Читаем Позвольте представиться! полностью

– Что это вы делаете здесь среди ночи? – Голос мамы был подозрительно тих. Но вот она разглядела карандаш в моих пальцах и ахнула, рефлекторно зажав рот руками. И оттуда уже, из-под пальцев, глухо простонала: – Иления, что ты творишь?.. Зачем ты учишь его?

Всхлипнув, схватилась за дверцу и закричала на весь дом:

– Горден, иди скорей сюда! Горден!

Ленни тогда наказали. Я не понял за что, она, видимо, тоже, но стоически сидела целых две недели в своей комнате без сладкого, бумаги и карандашей.

И без меня заодно, потому что видеться нам запретили. Правда, разлучить нас получилось только на один день, а уже следующей ночью я подкрался к запертой комнате сестры и подергал ручку. Она была заперта, но я это и так знал и пришел с четким планом. Хотелось кое-что попробовать. Я уселся на пол перед дверью, закрыл глаза и представил, как берусь за железную прохладную ручку, нажимаю ее, и дверь легко поддается. И скорее, пока картина не убежала из головы, написал печатными буквами прямо пальцем на половице:

«КАГДА КРИ ПРИШОЛ К КОМНАТЕ ЛЕННИ ДВЕРЬ СРАЗУ АТКРЫЛАСЬ»

Пробовать почему-то было страшно, и на пару мгновений я застыл в нерешительности, переминаясь с ноги на ногу. Но все же взялся за ручку – за тем ведь, в конце концов, и пришел. Оказалось – боялся зря.

Дверь сразу открылась.


Когда день вступает в свои права, я похож на замороженного гуся из продуктовой лавки мадам Бирандины.

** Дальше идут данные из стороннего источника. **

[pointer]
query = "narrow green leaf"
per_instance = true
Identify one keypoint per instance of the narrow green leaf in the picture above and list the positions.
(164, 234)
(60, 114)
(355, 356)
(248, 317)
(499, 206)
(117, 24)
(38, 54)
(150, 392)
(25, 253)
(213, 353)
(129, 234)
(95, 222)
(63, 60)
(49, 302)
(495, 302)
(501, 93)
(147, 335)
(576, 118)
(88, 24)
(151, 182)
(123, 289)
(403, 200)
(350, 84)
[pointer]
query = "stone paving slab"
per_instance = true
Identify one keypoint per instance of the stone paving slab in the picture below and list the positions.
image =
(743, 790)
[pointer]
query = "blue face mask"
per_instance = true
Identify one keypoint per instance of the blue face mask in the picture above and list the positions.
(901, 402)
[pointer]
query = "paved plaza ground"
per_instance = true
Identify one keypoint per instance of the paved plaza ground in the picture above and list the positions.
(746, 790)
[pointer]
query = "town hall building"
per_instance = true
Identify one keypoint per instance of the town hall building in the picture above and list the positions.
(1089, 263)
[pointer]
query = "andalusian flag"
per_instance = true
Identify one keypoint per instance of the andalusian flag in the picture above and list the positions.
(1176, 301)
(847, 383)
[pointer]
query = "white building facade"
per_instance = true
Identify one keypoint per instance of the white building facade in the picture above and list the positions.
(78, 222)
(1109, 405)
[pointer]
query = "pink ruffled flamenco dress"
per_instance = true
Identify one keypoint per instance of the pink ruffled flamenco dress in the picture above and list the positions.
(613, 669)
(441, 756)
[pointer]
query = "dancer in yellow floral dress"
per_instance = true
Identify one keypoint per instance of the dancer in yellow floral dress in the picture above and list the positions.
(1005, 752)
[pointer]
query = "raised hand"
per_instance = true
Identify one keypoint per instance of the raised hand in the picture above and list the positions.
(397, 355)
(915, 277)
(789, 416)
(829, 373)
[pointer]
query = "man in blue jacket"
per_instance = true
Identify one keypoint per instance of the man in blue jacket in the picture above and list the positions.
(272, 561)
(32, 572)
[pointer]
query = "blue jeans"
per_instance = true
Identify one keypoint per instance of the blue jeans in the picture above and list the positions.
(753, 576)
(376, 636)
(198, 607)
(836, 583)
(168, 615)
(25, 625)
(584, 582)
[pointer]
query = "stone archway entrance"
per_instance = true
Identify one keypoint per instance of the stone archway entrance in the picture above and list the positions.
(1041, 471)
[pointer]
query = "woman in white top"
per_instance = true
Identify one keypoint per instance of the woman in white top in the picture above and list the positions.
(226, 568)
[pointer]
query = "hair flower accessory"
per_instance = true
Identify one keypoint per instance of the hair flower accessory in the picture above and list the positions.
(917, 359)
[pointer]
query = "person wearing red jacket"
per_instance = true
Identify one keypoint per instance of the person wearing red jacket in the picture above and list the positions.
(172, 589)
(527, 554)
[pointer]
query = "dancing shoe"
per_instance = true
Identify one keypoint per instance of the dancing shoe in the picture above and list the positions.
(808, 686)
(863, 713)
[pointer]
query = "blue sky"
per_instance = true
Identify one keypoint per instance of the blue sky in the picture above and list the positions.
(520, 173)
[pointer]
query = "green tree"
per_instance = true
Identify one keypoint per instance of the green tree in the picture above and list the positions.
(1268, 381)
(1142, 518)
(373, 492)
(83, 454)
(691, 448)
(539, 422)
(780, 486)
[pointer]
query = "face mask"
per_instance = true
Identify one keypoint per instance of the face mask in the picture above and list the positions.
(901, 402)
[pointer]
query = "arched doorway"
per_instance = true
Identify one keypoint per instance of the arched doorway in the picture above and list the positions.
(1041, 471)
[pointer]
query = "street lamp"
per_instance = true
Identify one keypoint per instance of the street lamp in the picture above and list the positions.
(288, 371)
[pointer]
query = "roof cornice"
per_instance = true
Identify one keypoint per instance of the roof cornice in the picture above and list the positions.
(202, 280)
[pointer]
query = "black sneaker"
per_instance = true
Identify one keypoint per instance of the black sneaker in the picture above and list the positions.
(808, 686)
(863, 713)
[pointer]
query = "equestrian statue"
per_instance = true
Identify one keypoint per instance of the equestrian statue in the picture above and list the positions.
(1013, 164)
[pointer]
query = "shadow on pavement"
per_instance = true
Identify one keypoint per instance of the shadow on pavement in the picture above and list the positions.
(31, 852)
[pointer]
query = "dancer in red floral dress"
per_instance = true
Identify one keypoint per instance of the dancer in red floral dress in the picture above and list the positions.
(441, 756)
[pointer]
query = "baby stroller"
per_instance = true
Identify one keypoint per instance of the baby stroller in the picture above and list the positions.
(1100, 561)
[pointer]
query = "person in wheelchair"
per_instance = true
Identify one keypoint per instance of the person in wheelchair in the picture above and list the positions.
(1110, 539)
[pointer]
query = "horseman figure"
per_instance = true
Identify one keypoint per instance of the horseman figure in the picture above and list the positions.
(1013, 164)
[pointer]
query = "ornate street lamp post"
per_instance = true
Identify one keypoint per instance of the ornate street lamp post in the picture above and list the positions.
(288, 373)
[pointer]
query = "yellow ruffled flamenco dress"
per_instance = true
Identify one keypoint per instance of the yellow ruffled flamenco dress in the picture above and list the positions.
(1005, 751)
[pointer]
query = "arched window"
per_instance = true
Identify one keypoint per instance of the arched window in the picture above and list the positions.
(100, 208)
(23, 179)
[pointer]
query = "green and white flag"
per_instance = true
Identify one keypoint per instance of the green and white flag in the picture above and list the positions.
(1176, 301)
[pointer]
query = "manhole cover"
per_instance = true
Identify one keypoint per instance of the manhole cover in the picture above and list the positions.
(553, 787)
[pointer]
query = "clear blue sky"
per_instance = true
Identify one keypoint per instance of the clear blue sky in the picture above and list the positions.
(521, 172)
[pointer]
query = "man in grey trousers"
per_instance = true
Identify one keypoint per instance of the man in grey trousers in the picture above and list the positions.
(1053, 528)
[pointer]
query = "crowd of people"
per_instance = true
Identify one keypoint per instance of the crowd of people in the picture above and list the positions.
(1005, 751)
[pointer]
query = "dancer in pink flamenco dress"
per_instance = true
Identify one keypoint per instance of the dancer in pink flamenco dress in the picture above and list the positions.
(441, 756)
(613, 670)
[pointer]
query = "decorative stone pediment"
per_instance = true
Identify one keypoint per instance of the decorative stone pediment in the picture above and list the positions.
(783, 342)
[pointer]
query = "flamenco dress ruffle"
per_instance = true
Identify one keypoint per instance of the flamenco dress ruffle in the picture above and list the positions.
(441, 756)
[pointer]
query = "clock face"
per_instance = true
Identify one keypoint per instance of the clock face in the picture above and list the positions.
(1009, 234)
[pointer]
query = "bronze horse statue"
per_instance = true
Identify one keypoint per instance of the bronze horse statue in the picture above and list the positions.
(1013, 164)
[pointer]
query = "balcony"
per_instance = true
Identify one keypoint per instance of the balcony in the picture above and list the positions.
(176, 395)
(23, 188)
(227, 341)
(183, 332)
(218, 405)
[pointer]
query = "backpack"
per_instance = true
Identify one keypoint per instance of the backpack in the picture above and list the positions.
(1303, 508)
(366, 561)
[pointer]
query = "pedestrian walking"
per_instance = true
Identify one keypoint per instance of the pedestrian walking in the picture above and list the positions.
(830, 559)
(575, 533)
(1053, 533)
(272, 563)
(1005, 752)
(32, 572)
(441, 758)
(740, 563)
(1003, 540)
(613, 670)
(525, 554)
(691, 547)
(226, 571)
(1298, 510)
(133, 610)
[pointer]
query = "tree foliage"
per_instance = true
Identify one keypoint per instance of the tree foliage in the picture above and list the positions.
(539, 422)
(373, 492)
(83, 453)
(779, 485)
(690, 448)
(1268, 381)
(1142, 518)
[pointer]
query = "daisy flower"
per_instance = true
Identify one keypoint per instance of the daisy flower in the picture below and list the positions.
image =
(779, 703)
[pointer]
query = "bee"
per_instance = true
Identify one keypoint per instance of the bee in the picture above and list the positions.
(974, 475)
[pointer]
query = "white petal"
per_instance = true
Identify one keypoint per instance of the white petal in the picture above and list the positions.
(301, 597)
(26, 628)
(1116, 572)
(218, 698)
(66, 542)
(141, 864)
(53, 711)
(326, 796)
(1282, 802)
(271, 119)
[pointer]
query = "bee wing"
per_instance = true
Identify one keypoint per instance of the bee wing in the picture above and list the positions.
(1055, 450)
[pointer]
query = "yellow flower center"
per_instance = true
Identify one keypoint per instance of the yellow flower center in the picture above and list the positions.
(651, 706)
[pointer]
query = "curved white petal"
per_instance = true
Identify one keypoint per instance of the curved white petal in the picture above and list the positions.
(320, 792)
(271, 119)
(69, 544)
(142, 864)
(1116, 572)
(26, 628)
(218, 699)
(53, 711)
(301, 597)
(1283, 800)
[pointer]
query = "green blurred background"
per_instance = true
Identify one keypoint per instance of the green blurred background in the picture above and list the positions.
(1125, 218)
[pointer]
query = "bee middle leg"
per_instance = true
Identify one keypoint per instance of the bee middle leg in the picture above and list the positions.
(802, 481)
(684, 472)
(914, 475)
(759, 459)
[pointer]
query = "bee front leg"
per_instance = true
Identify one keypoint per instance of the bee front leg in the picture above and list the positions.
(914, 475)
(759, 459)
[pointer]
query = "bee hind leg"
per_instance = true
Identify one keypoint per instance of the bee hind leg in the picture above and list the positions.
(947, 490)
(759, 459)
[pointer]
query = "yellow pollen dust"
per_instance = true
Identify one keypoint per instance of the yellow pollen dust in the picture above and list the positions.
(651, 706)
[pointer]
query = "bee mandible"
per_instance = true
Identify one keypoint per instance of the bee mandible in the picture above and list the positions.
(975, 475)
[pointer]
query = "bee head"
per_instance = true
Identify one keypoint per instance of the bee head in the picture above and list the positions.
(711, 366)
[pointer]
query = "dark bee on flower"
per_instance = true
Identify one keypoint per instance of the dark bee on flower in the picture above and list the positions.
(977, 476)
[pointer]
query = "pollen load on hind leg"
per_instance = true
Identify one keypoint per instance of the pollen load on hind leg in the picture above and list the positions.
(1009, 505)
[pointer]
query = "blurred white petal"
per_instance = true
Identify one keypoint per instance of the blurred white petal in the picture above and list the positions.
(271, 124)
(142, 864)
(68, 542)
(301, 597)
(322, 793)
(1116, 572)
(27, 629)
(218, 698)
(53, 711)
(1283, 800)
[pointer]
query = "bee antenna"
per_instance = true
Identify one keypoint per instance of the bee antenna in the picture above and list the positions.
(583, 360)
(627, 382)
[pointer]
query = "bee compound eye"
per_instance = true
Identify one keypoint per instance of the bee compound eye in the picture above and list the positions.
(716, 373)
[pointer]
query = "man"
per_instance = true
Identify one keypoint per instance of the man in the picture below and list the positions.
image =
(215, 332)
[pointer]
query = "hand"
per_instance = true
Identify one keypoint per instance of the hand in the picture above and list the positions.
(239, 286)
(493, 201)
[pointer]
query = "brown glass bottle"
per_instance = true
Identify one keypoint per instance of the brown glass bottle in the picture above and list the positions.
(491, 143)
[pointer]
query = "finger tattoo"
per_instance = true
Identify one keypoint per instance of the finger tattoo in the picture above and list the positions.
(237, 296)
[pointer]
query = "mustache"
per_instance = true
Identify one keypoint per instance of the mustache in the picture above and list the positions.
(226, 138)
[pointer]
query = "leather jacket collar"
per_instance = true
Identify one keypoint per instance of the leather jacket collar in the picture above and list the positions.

Такой же синий, твердый и покрытый инеем. Делать нечего – кое-как отскабливаю себя от кресла и бреду в спальню. Простуды не боюсь – давным-давно, еще в юности, написал в дневнике: «Я никогда ничем не болею» – и с тех пор не чихнул ни разу. С моим даром-проклятием мне повезло, как никому в этом мире: я мог написать что угодно. Деньги, здоровье, может быть, даже жизнь, не знаю, не проверял. Оба раза, когда имело смысл проверить, я проворонил – был слишком мал, ну а потом… Не осталось уже никого.

Иногда, в моменты, когда одиночество подступает так близко, что кажется, будто стены сжимаются, а воздух в доме совсем иссякает, в голове бьется только: «Пиши! Напиши, и они будут живы!»

Я держусь. Может, только пока. Держусь изо всех сил, сжимая пальцы в кулаки, чтобы сами собой не схватили карандаш и не стали писать. Потому что я не бог и не имею морального права распоряжаться жизнью и смертью.

По крайней мере я так всегда считал.

Но порой дом на улице Семи Кленов становится слишком большим для меня одного, и руки так и зудят…


Мы жили там вчетвером: мама, папа, Ленни и я – в двухэтажном деревянном доме с верандой, когда-то выкрашенной розовой краской. Краска давно выгорела и облупилась, и сквозь нее проступали серые стены дома. Один из семи старых кленов рос у нас во дворе, и мы с сестрой часто лазали в его корявых ветвях.

В день, когда Ленни ушла писать Великий Диктант, листья клена горели красными всполохами, а половина уже облетела и землю до самой дороги устилал ярко-алый ковер.

Так она мне и запомнилась: маленькая фигурка на кроваво-красной земле.